И я рада была, когда мы расстались, ради порядка посмотрев в кино старый индийский фильм. Рада была, что в темном зале не пришлось разговаривать — потому что на экране много пели и страдали. Я впервые оценила достоинства экзотических, пропахших карри кадров — и нашла в себе силы отказать ему в последующих встречах. Заметив колко, что ему лучше сразу купить себе абонемент на месяц, если он так любит романтическое кино. И почитать заодно какую-нибудь «Камасутру» — и не думать, что Бог обделил мужчину, дав ему для услады женщин только руки…
Поэтому я счастлива была, зная, что он пришел не ко мне. Не мне он принес эти гвоздики — семь белых цветков с лепестками, словно вырезанными из белой бумаги дошкольником. Мы расстались когда-то, безболезненно, по моей воле, и я почти забыла об этом. Даже шрам от крошечной родинки на лбу, которую я удалила как-то, значил для меня больше — а от его удаления даже и шрамов-то не осталось, ни точечки, ни полоски в душе.
И все-таки я что-то почувствовала. Что-то, какая-то незнакомая эмоция, всего одна, отразилась невольно на моем лице.

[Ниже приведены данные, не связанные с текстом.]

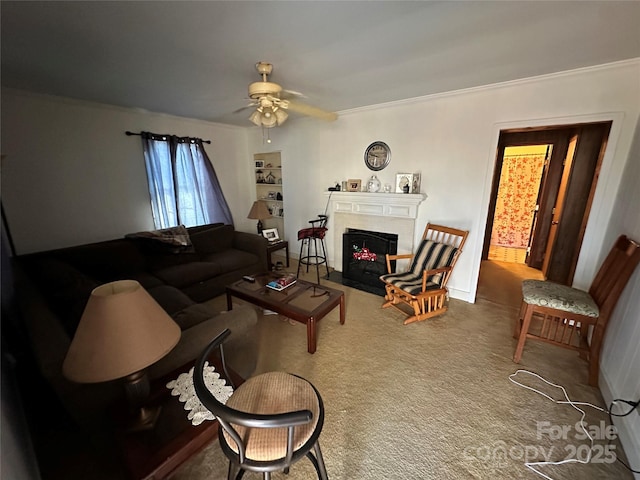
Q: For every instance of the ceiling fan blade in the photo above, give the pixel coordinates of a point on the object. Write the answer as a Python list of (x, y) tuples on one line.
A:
[(309, 110), (286, 94), (251, 105)]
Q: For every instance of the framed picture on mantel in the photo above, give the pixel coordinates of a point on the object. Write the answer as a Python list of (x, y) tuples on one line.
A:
[(408, 183), (353, 185)]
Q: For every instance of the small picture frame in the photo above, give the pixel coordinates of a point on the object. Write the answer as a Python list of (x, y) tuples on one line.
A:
[(415, 188), (271, 234), (354, 184), (404, 182)]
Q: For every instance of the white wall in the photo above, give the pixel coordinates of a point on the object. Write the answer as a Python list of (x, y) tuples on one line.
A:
[(620, 362), (452, 139), (71, 176)]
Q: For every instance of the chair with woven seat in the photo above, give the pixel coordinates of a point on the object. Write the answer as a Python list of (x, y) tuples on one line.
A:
[(314, 234), (562, 315), (270, 421), (423, 287)]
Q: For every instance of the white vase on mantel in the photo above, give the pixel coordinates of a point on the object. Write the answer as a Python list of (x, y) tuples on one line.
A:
[(373, 185)]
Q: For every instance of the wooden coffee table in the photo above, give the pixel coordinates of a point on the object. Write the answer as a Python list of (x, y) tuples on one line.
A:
[(303, 302)]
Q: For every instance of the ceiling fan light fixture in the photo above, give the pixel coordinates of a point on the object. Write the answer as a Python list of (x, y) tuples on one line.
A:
[(256, 118), (268, 119), (281, 116)]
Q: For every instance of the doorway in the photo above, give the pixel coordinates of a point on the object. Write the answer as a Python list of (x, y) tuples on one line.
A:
[(564, 194)]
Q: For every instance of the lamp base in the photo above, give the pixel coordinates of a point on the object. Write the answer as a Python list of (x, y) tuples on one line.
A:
[(137, 391), (144, 419)]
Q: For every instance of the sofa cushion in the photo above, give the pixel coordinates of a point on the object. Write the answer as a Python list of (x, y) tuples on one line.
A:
[(241, 349), (188, 273), (193, 315), (103, 261), (167, 240), (146, 280), (66, 289), (213, 240), (231, 260), (170, 298)]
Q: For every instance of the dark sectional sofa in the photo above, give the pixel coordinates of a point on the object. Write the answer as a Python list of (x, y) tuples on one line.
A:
[(53, 287)]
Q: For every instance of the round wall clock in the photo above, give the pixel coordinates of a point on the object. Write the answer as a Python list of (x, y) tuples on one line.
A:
[(377, 156)]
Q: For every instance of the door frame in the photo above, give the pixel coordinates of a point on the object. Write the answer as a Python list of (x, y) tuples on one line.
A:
[(583, 191)]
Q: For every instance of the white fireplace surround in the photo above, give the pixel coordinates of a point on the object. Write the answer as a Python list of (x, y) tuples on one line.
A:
[(378, 212)]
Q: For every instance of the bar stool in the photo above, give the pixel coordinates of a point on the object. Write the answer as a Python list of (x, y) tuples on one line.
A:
[(313, 234)]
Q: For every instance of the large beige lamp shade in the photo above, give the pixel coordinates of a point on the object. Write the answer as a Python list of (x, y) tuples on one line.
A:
[(122, 331)]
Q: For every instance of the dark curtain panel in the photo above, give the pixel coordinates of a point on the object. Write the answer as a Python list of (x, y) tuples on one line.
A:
[(183, 185)]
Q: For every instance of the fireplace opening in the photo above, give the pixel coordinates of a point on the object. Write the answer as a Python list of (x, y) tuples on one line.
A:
[(363, 258)]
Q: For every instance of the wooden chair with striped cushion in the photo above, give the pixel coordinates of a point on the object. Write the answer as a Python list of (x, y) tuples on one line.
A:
[(423, 287)]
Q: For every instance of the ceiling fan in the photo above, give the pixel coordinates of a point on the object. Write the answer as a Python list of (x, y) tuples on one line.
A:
[(269, 98)]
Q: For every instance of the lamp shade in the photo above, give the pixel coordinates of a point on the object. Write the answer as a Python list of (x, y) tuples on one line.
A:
[(123, 330), (259, 211)]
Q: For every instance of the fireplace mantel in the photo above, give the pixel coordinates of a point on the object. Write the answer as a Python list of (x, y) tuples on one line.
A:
[(382, 212), (399, 205)]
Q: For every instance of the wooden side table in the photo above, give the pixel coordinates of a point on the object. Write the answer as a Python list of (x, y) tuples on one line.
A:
[(156, 453), (272, 247)]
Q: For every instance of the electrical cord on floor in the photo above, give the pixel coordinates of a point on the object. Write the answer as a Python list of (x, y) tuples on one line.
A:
[(633, 405), (567, 401)]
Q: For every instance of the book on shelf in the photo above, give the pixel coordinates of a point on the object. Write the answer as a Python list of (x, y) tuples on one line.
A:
[(283, 282)]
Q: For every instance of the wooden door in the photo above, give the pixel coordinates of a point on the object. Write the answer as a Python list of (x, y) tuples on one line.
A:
[(590, 147), (557, 209), (581, 180)]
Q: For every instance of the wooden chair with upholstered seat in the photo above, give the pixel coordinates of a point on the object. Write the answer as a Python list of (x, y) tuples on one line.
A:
[(270, 421), (562, 315), (423, 287)]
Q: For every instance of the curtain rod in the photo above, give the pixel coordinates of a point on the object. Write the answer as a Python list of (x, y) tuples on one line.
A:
[(128, 133)]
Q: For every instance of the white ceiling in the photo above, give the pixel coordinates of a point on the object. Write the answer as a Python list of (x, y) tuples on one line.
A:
[(196, 59)]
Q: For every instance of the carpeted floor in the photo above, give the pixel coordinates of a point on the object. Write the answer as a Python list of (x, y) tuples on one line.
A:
[(433, 399)]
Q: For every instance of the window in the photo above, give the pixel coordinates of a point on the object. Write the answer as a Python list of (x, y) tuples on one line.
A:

Какая-то незлая насмешка, превратившая в красную запятую мои губы. Это не он меня развеселил, и усмехалась я не над мим, а скорее над собой, над обстоятельствами, над нелепостью жизни, давно разлучившей нас и вдруг вновь сведшей так неожиданно.
— Здравствуйте. Признаться, я даже рада вас видеть. Как вас занесло сюда, Дима?
Я говорила так, как не говорила уже давно, — ностальгия, вероятно. Говорила тем же тоном, с теми же интонациями, что и летом, — а он, забыв, вероятно, эту манеру, ухмыльнулся неопределенно.
— Вы ведь пришли не ко мне? О, не бойтесь сделать мне больно — в моей душе уже не осталось места для страданий…
— Ты прекрасно выглядишь. Все так же ослепительна… Нет, правда…
Он по-прежнему тяготел к дешевым комплиментам. Ну а, собственно, чего я ждала? Вряд ли в теле провинциального волокиты законспирировался Лоуренс Оливье.
— К кому же вы? Неужто к нашему шефу? Он ненавидит цветы и равнодушен к мужчинам. Он очень любит свою жену — старомодные взгляды, знаете ли…
— К Ларисе. Не знаешь, когда она придет?
— Вот как? Очередная большая любовь? Что ж, воистину неисповедимы пути Господни. Ничего, что я говорю банальности?
Он все топтался в дверях, а я, крутанувшись на вращающемся стуле, закинула ногу на ногу, поправив клетчатые складки юбки — равнодушно, без всякого кокетства.
— Согласитесь, фраза о тесноте мира еще более избита. В любом случае вы можете посчитать, что наша встреча меня взволновала, — если вам будет от этого приятно…
— Как ты? Сто лет не виделись… Ты здесь работаешь, что ли? — Он тряхнул своим коком. — А я все хотел тебе позвонить…
Этот идиот не помнил словно, как обижался на меня, когда я сказала, что больше не могу с ним встречаться. Может, он даже решил, что это по его инициативе мы расстались — время порой корректирует факты в нашу пользу. Мне не хотелось разочаровывать его — у него была хорошая роль, роль рокового соблазнителя. Роман с одной у него был в прошлом, роман с другой в настоящем, а может, пока в будущем. И эти обе работали в одной конторе — ну чем не донжуан? Не стоило напоминать ему, что у нас не роман с ним был, если уж по чести. Скорее юмореска — короткая и бездарная.